I agree with you that the person who creates the subreddit is automatically the moderator. If, in the case of the insane subreddits it kind of defeats the whole purpose of a moderator because the people who create those subreddits often have the same views as the people who join and comment in that subreddit. And I cannot image the things volunteer moderators must see when monitoring these spaces. It reminds me of the VICE interview with a former Facebook moderator and how much trauma they accumulated by the horrible things they saw. I am glad to hear Reddit does a better job of working together with mental health organizations to help these brave volunteers.
What I think is that male users currently dominate Reddit. Men, on average, react more negatively and directly than women. As a result, as a content creator on Reddit, you are more likely to be exposed to these hate interactions, which can have devastating mental health consequences. The community creator may be more knowledgeable about moderation when it comes to the specifics of the content. This explains why they were chosen as mods. However, Reddit is a type of social media that has both positive and negative consequences for its users. To mitigate the harm, I believe we should better educate people on how to use internet content responsibly, as exposure is unavoidable.
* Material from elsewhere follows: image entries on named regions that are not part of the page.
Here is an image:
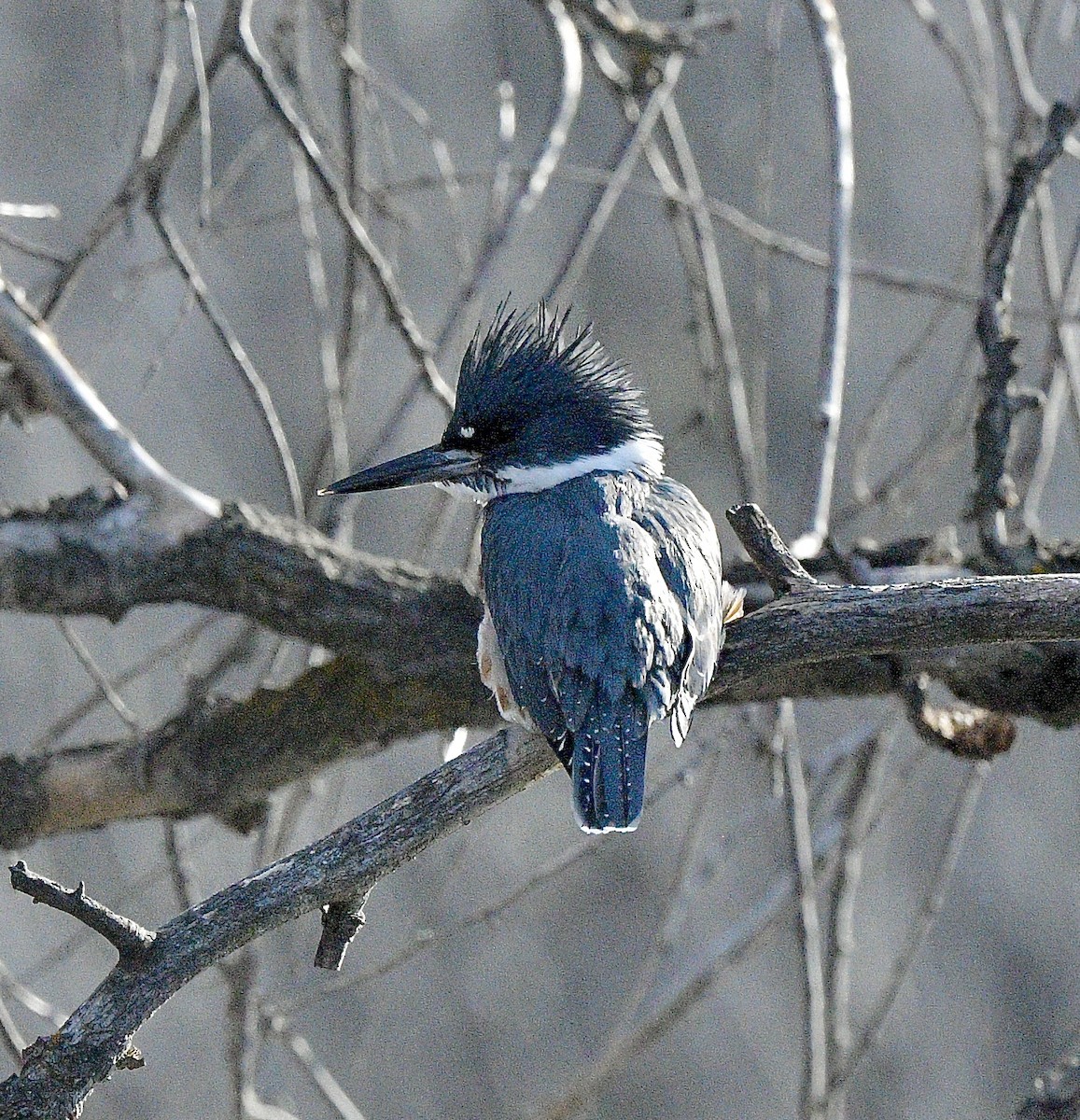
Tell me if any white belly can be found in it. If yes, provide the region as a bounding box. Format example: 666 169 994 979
476 606 539 732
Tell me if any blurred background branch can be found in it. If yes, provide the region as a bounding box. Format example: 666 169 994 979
0 0 1080 1120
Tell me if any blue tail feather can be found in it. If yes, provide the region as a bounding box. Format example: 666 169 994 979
570 721 648 833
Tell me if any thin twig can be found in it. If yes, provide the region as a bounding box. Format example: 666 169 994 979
832 762 990 1087
263 1015 364 1120
147 203 303 521
795 0 855 555
777 699 829 1120
0 280 220 520
437 0 585 353
237 0 454 410
727 502 821 598
11 859 155 965
544 54 684 306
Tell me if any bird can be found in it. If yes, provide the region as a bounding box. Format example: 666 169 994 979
319 302 742 833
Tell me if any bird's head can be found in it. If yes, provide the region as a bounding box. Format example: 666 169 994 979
319 304 664 500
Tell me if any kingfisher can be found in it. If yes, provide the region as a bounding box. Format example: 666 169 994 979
319 303 742 833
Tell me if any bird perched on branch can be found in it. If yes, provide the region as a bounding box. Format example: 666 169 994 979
319 304 742 833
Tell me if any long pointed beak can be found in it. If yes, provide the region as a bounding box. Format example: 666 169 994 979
319 446 480 494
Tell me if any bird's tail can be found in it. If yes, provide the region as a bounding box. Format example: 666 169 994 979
570 721 649 833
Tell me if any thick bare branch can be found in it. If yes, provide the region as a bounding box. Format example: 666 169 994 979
0 729 557 1120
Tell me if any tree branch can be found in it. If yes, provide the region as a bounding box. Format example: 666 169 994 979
0 728 557 1120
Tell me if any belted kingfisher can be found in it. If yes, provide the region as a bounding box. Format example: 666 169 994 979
319 304 742 833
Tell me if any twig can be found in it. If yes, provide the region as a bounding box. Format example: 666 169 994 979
0 280 220 522
262 1015 364 1120
727 502 821 598
1017 1035 1080 1120
147 205 303 520
795 0 855 555
544 54 684 306
11 859 155 967
968 102 1080 557
315 889 371 973
236 0 454 409
901 674 1017 760
777 699 829 1120
830 762 990 1087
653 99 765 502
827 722 895 1118
0 729 557 1120
436 0 585 353
560 0 739 54
56 618 142 735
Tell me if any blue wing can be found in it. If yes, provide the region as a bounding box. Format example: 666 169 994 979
482 475 722 831
636 478 725 744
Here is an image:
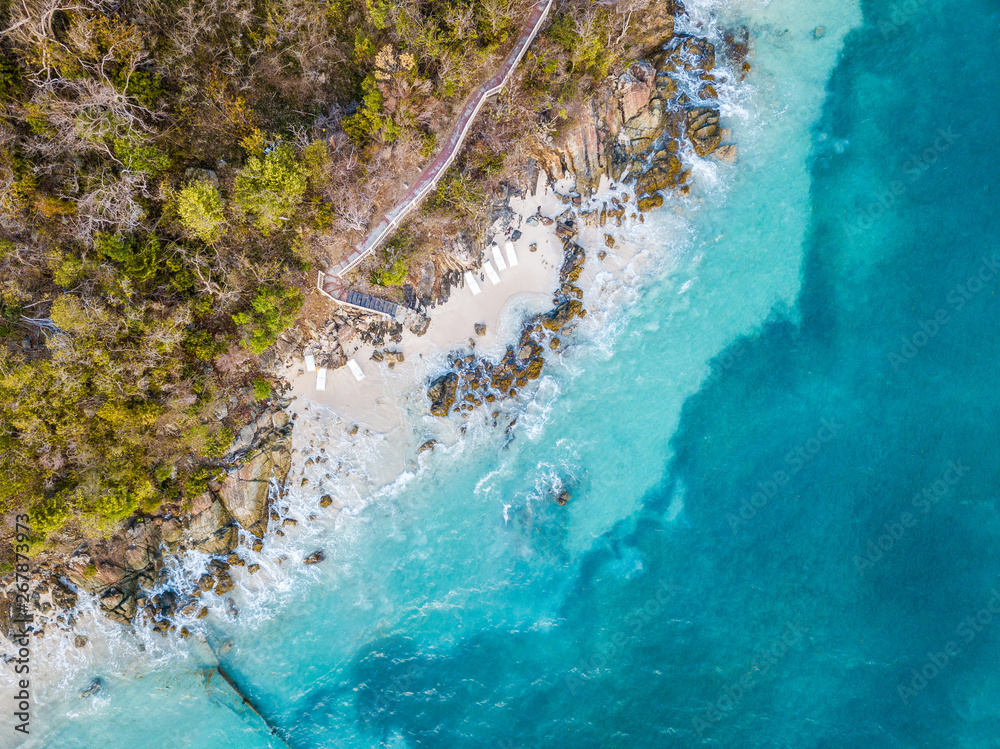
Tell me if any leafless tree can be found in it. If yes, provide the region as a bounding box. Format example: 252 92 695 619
73 171 150 240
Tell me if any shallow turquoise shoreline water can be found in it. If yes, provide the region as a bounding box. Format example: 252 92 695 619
13 0 1000 749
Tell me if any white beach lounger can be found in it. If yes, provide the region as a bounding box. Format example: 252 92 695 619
465 271 482 296
483 260 500 286
503 239 517 268
493 245 507 270
347 359 365 382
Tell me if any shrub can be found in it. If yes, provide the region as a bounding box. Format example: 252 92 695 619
236 145 306 233
30 492 69 538
233 286 302 354
177 180 226 244
371 257 410 286
114 138 170 177
205 427 233 458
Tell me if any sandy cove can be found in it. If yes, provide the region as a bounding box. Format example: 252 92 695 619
289 175 584 433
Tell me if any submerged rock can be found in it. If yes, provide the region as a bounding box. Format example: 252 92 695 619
427 372 458 417
80 678 104 700
302 549 326 564
687 107 722 158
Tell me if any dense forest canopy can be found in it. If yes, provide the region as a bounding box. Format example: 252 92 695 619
0 0 645 542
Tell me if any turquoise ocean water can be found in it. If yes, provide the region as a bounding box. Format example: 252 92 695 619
11 0 1000 749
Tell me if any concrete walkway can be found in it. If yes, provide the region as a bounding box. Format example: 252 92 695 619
316 0 553 316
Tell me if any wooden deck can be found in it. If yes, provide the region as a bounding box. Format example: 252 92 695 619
317 0 553 315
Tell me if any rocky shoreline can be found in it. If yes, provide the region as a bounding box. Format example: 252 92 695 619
0 1 749 646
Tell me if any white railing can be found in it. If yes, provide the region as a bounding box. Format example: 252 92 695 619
330 0 553 278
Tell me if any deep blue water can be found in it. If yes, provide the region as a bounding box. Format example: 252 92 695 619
334 0 1000 748
13 0 1000 749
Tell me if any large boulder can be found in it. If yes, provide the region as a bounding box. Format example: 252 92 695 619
687 107 722 158
629 0 677 57
427 372 458 417
182 495 238 555
618 62 656 124
219 427 292 537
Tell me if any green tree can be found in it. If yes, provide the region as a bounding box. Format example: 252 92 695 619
236 144 306 233
233 286 302 354
177 180 226 244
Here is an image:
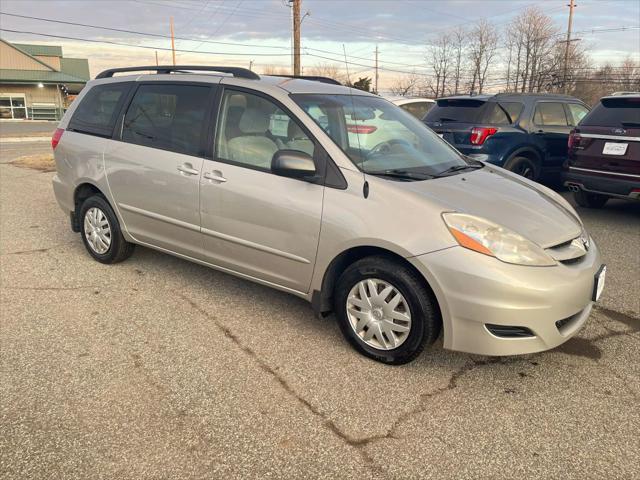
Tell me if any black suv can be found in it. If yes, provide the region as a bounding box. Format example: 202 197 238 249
424 93 589 180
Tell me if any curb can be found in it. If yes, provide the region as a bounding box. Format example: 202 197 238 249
0 137 51 143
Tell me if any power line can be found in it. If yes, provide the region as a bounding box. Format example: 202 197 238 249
0 27 289 57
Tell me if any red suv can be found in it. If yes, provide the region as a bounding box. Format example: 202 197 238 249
564 93 640 208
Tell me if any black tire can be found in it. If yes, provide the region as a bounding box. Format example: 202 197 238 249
573 190 609 208
504 157 540 182
78 195 135 264
334 256 441 365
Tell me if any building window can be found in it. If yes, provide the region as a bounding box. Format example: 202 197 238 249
0 93 27 119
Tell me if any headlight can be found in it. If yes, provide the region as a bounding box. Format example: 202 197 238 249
442 212 556 267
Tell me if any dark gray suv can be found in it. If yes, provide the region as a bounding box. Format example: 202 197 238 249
424 93 589 180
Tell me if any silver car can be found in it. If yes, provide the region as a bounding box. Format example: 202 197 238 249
52 66 605 364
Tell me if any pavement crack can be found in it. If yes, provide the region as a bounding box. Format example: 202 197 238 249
359 357 521 447
178 294 391 474
0 285 99 291
0 242 76 257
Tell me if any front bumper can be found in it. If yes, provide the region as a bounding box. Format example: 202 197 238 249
562 167 640 200
410 241 602 355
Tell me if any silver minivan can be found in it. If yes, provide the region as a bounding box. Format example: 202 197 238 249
52 66 605 364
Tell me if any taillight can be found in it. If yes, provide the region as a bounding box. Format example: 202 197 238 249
471 127 498 145
347 125 378 135
51 128 64 150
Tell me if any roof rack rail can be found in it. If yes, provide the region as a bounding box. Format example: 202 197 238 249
274 75 342 85
96 65 260 80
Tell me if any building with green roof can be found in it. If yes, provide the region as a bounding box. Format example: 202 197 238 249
0 39 90 120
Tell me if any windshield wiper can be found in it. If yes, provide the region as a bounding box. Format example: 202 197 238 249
366 168 434 180
434 163 484 178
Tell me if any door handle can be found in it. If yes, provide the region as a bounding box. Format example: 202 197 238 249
178 163 200 175
202 171 227 183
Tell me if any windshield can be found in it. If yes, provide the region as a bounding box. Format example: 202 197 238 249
291 94 469 179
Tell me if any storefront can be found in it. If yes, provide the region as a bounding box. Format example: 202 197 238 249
0 93 28 120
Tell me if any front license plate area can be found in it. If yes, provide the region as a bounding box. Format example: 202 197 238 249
602 142 629 155
591 265 607 302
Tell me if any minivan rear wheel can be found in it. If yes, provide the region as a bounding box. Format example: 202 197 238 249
573 190 609 208
80 195 135 264
334 256 440 365
504 157 540 181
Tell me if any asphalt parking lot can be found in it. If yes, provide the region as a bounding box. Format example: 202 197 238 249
0 143 640 479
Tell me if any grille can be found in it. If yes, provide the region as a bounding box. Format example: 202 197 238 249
556 310 582 333
485 323 535 338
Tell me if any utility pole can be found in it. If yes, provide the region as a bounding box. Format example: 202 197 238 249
293 0 302 76
373 44 378 95
169 17 176 65
562 0 576 93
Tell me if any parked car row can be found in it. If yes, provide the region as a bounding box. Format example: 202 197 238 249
564 93 640 208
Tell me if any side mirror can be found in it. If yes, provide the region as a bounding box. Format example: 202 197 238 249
271 150 316 178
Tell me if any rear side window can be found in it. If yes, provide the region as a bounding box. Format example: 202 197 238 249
567 103 589 127
400 102 435 120
482 102 524 125
533 102 569 127
69 83 131 137
424 99 485 123
122 84 210 155
580 97 640 128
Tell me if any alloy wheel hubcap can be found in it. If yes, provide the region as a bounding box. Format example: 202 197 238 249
84 207 111 255
346 278 411 350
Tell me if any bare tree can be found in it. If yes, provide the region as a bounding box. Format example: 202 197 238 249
506 7 564 92
427 34 453 97
449 27 468 95
389 71 420 97
618 56 640 92
307 63 347 83
469 19 499 93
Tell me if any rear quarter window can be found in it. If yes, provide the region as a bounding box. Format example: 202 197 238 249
482 102 524 125
122 84 211 155
68 83 131 137
580 97 640 128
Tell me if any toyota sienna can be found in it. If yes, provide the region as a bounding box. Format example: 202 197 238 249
52 66 605 364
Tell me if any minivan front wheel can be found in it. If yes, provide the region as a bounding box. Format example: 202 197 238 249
334 256 440 365
80 195 135 263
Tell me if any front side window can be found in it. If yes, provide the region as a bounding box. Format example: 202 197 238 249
533 102 569 127
400 102 435 120
292 94 467 175
215 90 314 171
122 84 210 155
69 83 130 137
567 103 589 127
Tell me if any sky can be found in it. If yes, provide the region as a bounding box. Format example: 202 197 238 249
0 0 640 89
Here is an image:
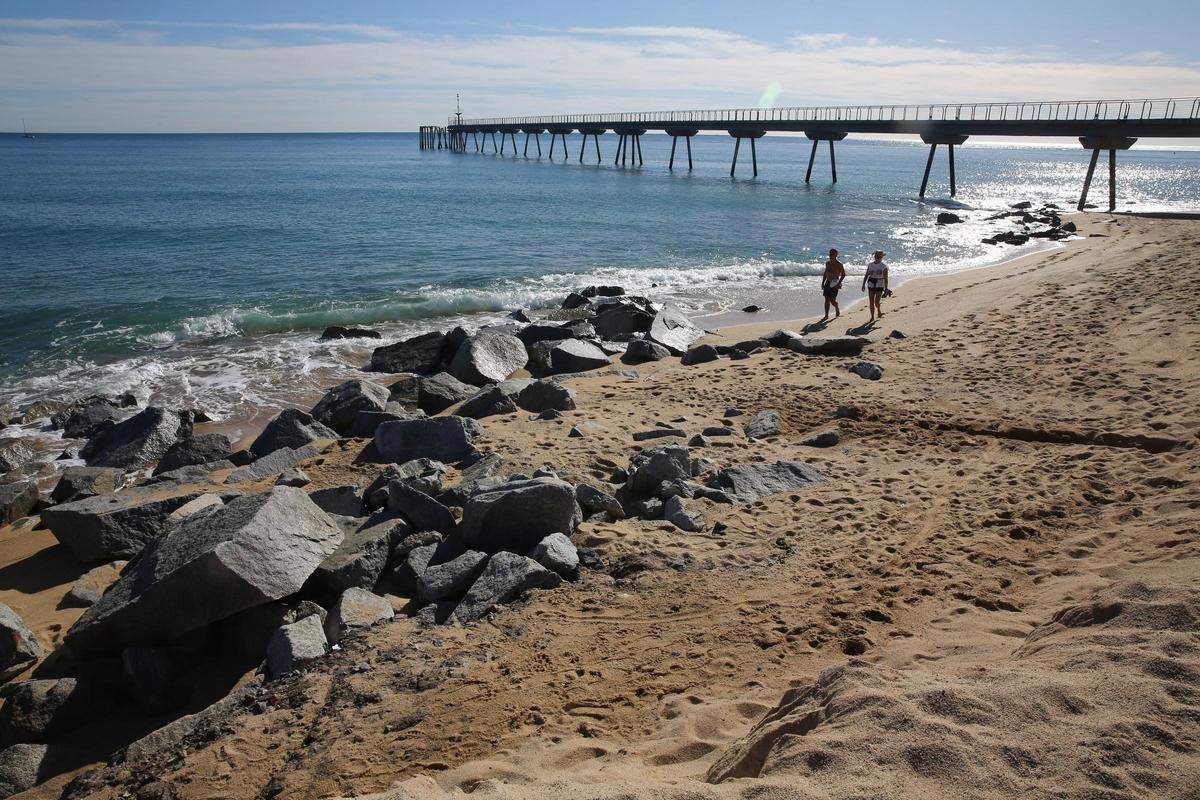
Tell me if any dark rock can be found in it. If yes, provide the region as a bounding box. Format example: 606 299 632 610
309 380 389 434
707 461 824 503
66 486 343 652
154 433 233 475
460 477 583 553
367 331 449 372
250 408 337 458
454 551 563 624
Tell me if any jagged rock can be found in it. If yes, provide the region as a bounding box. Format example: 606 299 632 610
266 614 329 678
743 409 779 439
454 553 563 624
460 477 583 553
250 408 337 458
62 563 127 608
79 407 192 469
0 481 37 525
154 433 233 475
706 461 824 503
448 332 529 386
42 486 199 564
325 588 396 644
388 481 457 534
319 325 383 342
455 386 517 420
374 416 482 463
787 336 871 355
309 380 388 434
530 534 580 581
66 486 343 652
0 603 44 682
848 361 883 380
224 445 320 483
367 331 449 372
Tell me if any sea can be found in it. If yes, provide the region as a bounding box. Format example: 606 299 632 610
0 133 1200 438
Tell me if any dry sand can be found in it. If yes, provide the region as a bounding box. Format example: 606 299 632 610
0 215 1200 800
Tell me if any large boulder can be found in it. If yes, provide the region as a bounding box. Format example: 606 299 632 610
454 553 563 622
66 486 343 652
460 477 583 553
367 331 448 372
154 433 233 475
250 408 337 458
706 461 824 503
42 486 199 564
449 332 529 386
312 380 389 434
0 603 43 682
374 416 481 464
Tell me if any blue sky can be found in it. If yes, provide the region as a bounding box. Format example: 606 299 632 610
0 0 1200 131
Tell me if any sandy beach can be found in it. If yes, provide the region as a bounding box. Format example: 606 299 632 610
0 213 1200 800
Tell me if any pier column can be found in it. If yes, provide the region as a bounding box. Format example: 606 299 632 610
1075 136 1138 211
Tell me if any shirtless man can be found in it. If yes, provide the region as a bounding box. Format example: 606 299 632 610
821 248 846 323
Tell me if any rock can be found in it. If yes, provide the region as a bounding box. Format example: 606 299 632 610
706 461 824 503
530 534 580 581
455 386 517 420
224 445 320 483
454 553 563 624
250 408 337 458
367 331 449 372
787 336 871 355
325 588 396 644
79 407 192 469
62 563 127 608
66 486 343 652
42 486 199 564
0 481 37 525
662 494 704 534
0 603 44 681
154 433 233 475
448 332 529 386
319 325 383 342
388 481 458 534
797 427 841 447
679 344 720 367
646 305 704 355
848 361 883 380
416 551 487 603
743 409 779 439
266 614 329 678
460 477 583 553
309 380 389 434
374 416 481 463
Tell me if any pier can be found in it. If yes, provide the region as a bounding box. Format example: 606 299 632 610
420 97 1200 211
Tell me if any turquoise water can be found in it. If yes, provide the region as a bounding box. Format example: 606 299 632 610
0 134 1200 431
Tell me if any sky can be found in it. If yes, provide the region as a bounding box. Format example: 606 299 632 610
0 0 1200 132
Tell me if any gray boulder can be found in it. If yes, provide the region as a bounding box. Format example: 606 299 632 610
312 380 389 434
250 408 337 458
367 331 448 372
266 614 329 678
42 486 199 564
454 553 563 624
79 407 192 469
374 416 482 464
460 477 583 553
66 486 343 652
0 603 44 682
448 332 529 386
706 461 824 503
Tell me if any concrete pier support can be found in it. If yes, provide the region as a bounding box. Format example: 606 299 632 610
1075 136 1138 211
918 133 967 198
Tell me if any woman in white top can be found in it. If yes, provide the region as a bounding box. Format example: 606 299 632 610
863 249 888 323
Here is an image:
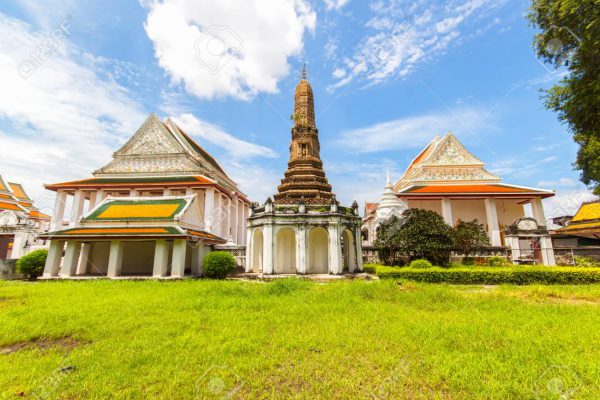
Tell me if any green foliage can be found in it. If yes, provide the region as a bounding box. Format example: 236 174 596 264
374 208 454 265
410 259 433 268
452 219 490 257
202 251 236 279
17 250 48 278
529 0 600 194
488 256 508 267
377 266 600 285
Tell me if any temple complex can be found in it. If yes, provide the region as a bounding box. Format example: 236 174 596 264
0 176 50 259
42 114 250 278
363 133 555 265
246 68 362 275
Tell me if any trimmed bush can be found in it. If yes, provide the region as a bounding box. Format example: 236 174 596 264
202 251 236 279
409 259 433 268
17 250 48 279
377 266 600 285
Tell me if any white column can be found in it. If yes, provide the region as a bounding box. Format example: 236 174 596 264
60 240 81 278
152 239 169 278
442 197 454 226
204 188 215 232
51 190 67 231
107 240 124 278
531 197 546 226
77 243 92 275
192 241 206 275
263 224 273 275
171 239 187 278
70 190 85 226
43 240 65 278
296 225 307 274
485 197 502 246
327 222 343 274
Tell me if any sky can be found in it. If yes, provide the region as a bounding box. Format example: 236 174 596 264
0 0 592 220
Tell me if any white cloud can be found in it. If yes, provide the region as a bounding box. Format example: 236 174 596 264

I think one of the big problems with subreddit moderators is that they are always biased. You will never see someone moderate a subreddit they are not interested in. If someone thinks that men are under appreciated in society, they will not be a moderator for r/feminism, but they will be a moderator for r/mensrights and I think that is where the problem starts. If a post is against the terms of service of reddit, but it follows your beliefs you are more likely to let it go through and this lets a subreddit spiral into some of the messes that you mentioned.